Type incompatibility between sklearn's API and `SlidingEstimator`
I wanted to pass a SlidingEstimator instance to sklearn's cross_val_predict(), but it gets red squiggly lines:
The error message is:
Argument of type "SlidingEstimator" cannot be assigned to parameter "estimator" of type "BaseEstimator" in function "cross_val_predict" "SlidingEstimator" is incompatible with "BaseEstimator"
The reason is that SlidingEstimator doesn't inherit from sklearn's BaseEstimator, but from mne.fixes.BaseEstimator.
My current workaround is cast()ing the type:
from typing import cast
from sklearn.base import BaseEstimator
predictions = cross_val_predict(
cast(BaseEstimator, model),
X,
labels["cue"],
cv=cv,
n_jobs=-1,
)
I think historically we had a mne.fixes.BaseEstimator because
- We wanted to leave sklearn as an optional dependency, and
- We imported all submodules on
mneimport
Now that we don't fully do (2) (via lazy loading) we can probably move toward un-nesting all our imports of sklearn at least in mne/decoding. If you want to use anything in that submodule, I think it's fair to require sklearn.
The two other places that use mne.fixes.BaseEstimator, though, are mne/preprocessing/xdawn.py and mne/cov.py. Stuff from mne/cov.py ends up in the root namespace so we can't just import sklearn there, at least not without a try/except. So I don't see a clear/obvious path for getting rid of all mne.fixes.BaseEstimator uses without changing our dependency structure.
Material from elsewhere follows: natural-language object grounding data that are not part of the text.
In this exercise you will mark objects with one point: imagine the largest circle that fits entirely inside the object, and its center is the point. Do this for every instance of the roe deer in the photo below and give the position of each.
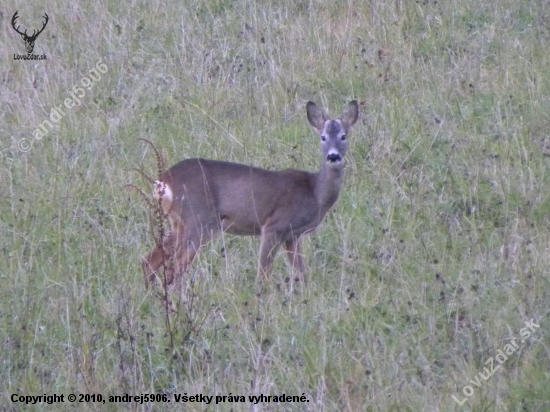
(203, 197)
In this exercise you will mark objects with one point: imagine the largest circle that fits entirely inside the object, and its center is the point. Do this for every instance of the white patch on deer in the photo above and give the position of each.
(162, 190)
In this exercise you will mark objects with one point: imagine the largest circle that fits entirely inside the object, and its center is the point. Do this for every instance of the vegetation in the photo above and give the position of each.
(431, 262)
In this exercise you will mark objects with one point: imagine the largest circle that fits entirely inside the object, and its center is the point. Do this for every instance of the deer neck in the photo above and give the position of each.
(327, 186)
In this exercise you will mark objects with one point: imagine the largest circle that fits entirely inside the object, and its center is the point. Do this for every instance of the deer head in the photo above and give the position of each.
(29, 40)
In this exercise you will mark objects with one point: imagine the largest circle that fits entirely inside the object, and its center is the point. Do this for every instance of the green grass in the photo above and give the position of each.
(432, 260)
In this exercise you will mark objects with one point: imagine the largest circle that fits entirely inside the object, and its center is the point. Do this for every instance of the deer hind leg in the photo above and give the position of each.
(270, 242)
(295, 257)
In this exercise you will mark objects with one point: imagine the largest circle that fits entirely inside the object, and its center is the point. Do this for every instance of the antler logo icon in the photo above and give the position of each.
(29, 40)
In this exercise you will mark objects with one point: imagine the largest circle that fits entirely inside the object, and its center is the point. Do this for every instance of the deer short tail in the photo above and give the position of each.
(163, 193)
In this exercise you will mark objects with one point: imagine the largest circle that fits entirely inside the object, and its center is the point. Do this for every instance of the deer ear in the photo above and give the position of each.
(315, 116)
(350, 114)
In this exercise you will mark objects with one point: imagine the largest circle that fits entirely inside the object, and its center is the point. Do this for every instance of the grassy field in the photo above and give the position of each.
(431, 262)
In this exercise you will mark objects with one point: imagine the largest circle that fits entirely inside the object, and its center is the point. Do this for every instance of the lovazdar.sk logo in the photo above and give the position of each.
(29, 39)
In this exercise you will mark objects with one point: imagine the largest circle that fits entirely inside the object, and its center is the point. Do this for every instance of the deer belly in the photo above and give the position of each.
(242, 227)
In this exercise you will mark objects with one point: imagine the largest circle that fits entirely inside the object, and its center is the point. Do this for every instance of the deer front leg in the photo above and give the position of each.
(160, 256)
(294, 255)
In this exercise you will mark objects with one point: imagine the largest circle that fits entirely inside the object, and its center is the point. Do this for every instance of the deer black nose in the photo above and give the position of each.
(334, 157)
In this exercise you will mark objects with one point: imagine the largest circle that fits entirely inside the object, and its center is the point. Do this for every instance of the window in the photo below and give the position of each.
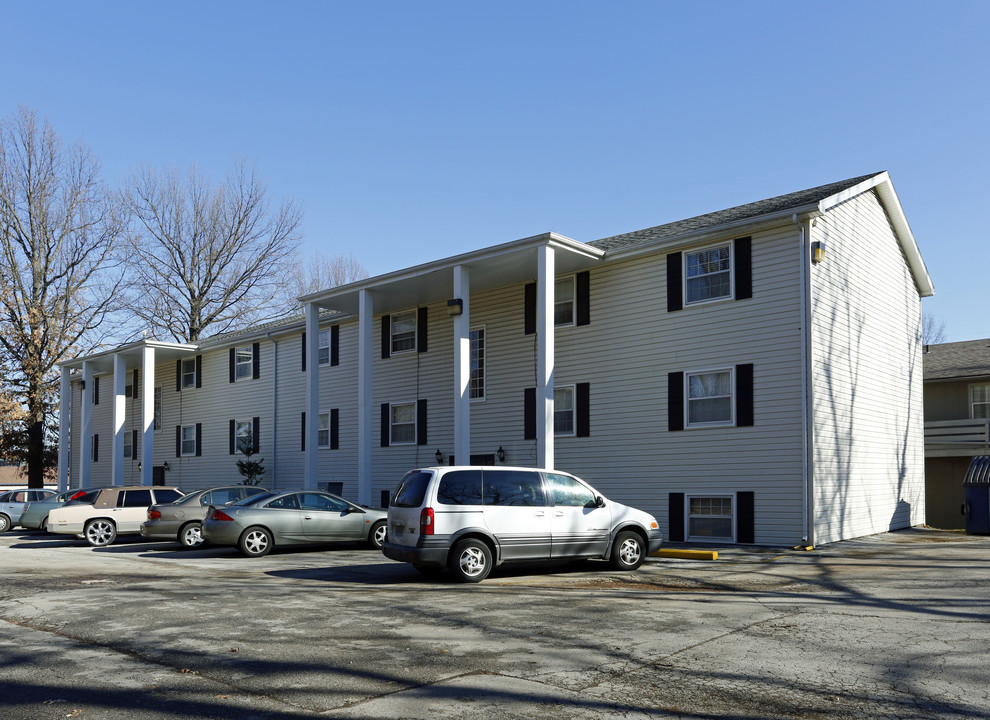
(709, 398)
(563, 411)
(324, 347)
(404, 331)
(708, 274)
(710, 518)
(189, 373)
(477, 389)
(563, 305)
(979, 399)
(403, 425)
(243, 363)
(188, 440)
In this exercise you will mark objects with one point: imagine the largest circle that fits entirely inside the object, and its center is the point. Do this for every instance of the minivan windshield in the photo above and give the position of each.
(412, 489)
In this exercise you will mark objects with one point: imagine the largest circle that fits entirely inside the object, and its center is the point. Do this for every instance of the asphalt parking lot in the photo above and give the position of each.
(895, 625)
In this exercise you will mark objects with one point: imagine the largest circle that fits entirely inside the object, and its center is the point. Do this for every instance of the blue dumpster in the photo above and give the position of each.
(977, 488)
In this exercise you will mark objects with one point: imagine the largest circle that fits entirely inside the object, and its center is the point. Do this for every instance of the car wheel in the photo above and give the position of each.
(191, 535)
(376, 538)
(628, 551)
(255, 542)
(100, 533)
(470, 561)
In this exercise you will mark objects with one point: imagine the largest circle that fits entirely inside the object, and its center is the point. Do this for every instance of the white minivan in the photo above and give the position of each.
(468, 519)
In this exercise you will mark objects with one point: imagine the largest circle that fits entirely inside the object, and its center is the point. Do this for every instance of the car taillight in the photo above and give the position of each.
(426, 521)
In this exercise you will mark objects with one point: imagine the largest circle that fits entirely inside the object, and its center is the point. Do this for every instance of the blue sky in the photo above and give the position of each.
(411, 131)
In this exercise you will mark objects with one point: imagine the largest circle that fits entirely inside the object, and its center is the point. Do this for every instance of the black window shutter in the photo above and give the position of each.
(745, 518)
(421, 437)
(529, 309)
(583, 296)
(675, 517)
(386, 337)
(743, 252)
(421, 335)
(675, 299)
(744, 395)
(582, 404)
(529, 413)
(675, 401)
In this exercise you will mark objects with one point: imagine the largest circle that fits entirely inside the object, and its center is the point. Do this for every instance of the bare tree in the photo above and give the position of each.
(932, 329)
(59, 279)
(208, 257)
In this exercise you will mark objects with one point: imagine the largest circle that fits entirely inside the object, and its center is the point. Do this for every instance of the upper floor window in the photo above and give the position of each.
(708, 274)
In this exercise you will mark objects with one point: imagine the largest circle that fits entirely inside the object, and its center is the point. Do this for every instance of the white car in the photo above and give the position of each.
(471, 518)
(115, 511)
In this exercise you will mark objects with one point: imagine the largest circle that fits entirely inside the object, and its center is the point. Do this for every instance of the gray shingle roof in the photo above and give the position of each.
(791, 201)
(957, 360)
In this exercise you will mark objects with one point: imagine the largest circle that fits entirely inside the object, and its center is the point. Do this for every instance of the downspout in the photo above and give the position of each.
(807, 394)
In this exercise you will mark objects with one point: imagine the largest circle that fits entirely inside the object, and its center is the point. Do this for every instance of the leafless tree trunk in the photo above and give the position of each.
(208, 258)
(59, 227)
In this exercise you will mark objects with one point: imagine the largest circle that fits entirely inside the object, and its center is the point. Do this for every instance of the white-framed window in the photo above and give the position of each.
(563, 301)
(323, 430)
(158, 408)
(324, 347)
(710, 517)
(243, 435)
(188, 373)
(563, 410)
(402, 430)
(477, 390)
(709, 397)
(243, 363)
(188, 440)
(708, 274)
(979, 401)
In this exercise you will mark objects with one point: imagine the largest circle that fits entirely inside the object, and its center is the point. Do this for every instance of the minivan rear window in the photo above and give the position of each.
(412, 489)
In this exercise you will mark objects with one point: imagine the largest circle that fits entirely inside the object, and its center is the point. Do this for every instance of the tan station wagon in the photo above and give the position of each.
(114, 511)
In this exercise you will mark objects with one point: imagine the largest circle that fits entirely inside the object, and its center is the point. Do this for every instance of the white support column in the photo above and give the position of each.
(544, 356)
(462, 367)
(86, 427)
(366, 416)
(312, 458)
(147, 415)
(64, 428)
(118, 412)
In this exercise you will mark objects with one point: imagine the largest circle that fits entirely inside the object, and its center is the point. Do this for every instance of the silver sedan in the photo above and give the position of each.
(298, 517)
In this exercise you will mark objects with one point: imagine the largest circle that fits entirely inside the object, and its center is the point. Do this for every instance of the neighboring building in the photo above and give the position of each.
(751, 375)
(957, 424)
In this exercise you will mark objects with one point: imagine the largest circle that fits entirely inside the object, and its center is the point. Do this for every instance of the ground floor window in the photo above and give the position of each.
(710, 517)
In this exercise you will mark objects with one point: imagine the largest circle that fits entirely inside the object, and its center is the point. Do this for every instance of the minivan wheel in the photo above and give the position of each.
(100, 532)
(628, 551)
(470, 561)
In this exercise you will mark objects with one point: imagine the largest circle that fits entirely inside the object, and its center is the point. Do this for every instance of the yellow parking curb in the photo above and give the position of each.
(687, 554)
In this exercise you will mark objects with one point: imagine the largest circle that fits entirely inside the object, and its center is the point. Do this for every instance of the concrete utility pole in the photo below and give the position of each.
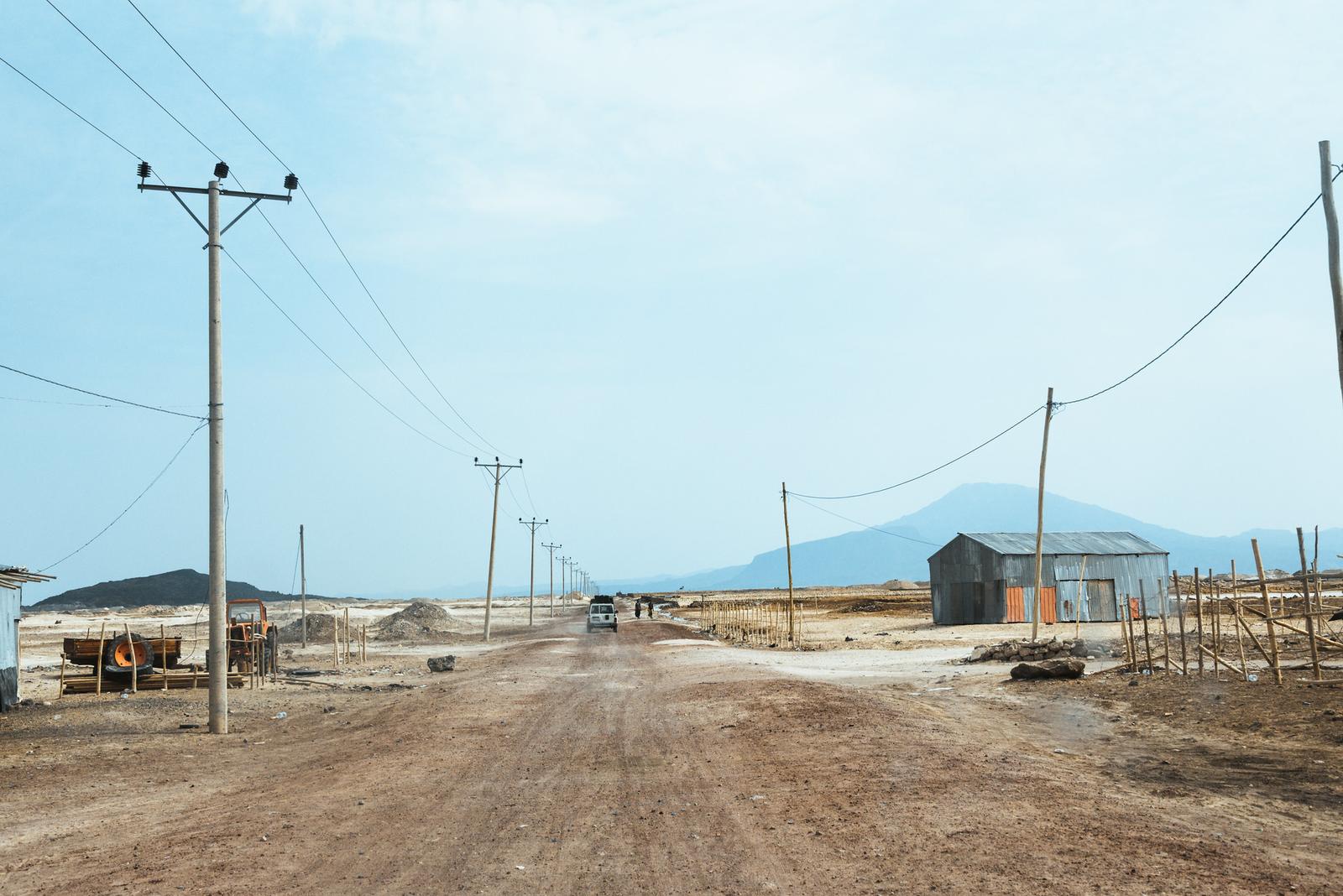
(1040, 515)
(218, 655)
(1331, 224)
(499, 472)
(302, 578)
(530, 591)
(551, 548)
(787, 546)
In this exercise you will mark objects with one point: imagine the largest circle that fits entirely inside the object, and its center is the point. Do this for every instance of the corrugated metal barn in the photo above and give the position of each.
(990, 577)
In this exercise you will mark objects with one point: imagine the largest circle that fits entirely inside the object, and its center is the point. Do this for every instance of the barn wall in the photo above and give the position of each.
(970, 581)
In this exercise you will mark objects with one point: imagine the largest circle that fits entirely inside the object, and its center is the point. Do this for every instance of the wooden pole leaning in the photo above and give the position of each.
(1268, 615)
(1040, 515)
(1309, 615)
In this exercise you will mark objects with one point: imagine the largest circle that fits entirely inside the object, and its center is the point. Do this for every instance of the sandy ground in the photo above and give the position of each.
(655, 759)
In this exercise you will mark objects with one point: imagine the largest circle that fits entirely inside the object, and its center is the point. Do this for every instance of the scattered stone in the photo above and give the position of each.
(442, 663)
(1069, 669)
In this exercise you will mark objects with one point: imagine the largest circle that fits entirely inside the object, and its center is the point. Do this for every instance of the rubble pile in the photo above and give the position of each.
(1027, 651)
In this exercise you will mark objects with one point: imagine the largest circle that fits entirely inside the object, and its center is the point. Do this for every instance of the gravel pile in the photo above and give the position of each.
(421, 622)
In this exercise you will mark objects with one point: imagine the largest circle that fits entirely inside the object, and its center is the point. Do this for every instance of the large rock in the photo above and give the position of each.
(1071, 669)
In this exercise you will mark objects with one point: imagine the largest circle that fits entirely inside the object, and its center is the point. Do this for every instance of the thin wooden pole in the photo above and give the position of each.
(1179, 609)
(1215, 602)
(1081, 596)
(134, 662)
(1331, 226)
(102, 642)
(787, 548)
(1199, 622)
(1309, 615)
(1268, 615)
(1147, 638)
(1040, 514)
(1166, 635)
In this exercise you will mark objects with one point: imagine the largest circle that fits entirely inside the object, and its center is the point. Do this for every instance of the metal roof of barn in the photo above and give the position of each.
(1067, 544)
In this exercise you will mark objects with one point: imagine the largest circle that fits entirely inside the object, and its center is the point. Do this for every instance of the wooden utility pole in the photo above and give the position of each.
(1040, 514)
(302, 586)
(551, 548)
(530, 593)
(500, 471)
(787, 546)
(1331, 224)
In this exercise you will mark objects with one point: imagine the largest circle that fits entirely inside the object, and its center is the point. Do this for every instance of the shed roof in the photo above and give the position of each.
(1067, 544)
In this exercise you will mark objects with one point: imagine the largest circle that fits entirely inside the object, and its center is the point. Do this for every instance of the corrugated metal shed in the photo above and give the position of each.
(990, 577)
(1067, 542)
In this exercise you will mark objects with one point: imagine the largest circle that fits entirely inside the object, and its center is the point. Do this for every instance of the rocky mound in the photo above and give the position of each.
(421, 622)
(321, 628)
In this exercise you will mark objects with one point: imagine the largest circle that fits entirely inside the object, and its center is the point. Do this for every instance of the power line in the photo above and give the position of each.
(94, 44)
(335, 364)
(69, 109)
(342, 253)
(98, 394)
(1206, 314)
(876, 529)
(877, 491)
(152, 482)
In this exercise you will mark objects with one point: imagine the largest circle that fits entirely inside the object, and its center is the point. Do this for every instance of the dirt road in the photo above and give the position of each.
(646, 762)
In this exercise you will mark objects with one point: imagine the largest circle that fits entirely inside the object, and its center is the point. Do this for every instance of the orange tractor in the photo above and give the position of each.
(253, 640)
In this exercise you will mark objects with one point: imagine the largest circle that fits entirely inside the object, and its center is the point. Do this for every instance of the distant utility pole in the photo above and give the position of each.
(1331, 224)
(302, 578)
(551, 548)
(530, 593)
(1040, 514)
(499, 471)
(218, 655)
(787, 546)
you get red squiggly lines due to typing but does it crash? if it's a typing issue you can work out a solution using maybe a protocol definition but honestly I would not fight for this.
Message ID: @.***>
Thanks @agramfort, good point. It runs just fine, so it seems to adhere to the sklearn API perfectly, but the type checker doesn't know about this. I'm wondering if we could simply ship a type definition that makes the type checker treat this like a "proper" sklearn estimator, and be done with it... otherwise, defining a protocol seems to be the only alternative left ;/
I won't prevent you from fighting this battle. Your choice :)
Message ID: @.***>
@larsoner How about we switch everything in mne.decoding over to using sklearn's BaseEstimator, like you proposed, and let XDawn and Cov be for now? This would already help in many use cases, and be trivial to implement.
please don't make sklearn suddenly required in some places just for typing reasons and red squiggly lines
@agramfort I have an idea :) will propose something later today
Bumping the milestone on this one
Okay this is causing us some maintenance burden... see for example https://github.com/scikit-learn/scikit-learn/pull/29677 which is now causing:
mne/decoding/tests/test_search_light.py:373: in test_sklearn_compliance
check(est)
../virtualenvs/base/lib/python3.12/site-packages/sklearn/utils/estimator_checks.py:3893: in check_estimator_tags_renamed
assert not hasattr(estimator_orig, "_more_tags"), (
E AssertionError: ('_more_tags() was removed in 1.6. Please use __sklearn_tags__ instead.',)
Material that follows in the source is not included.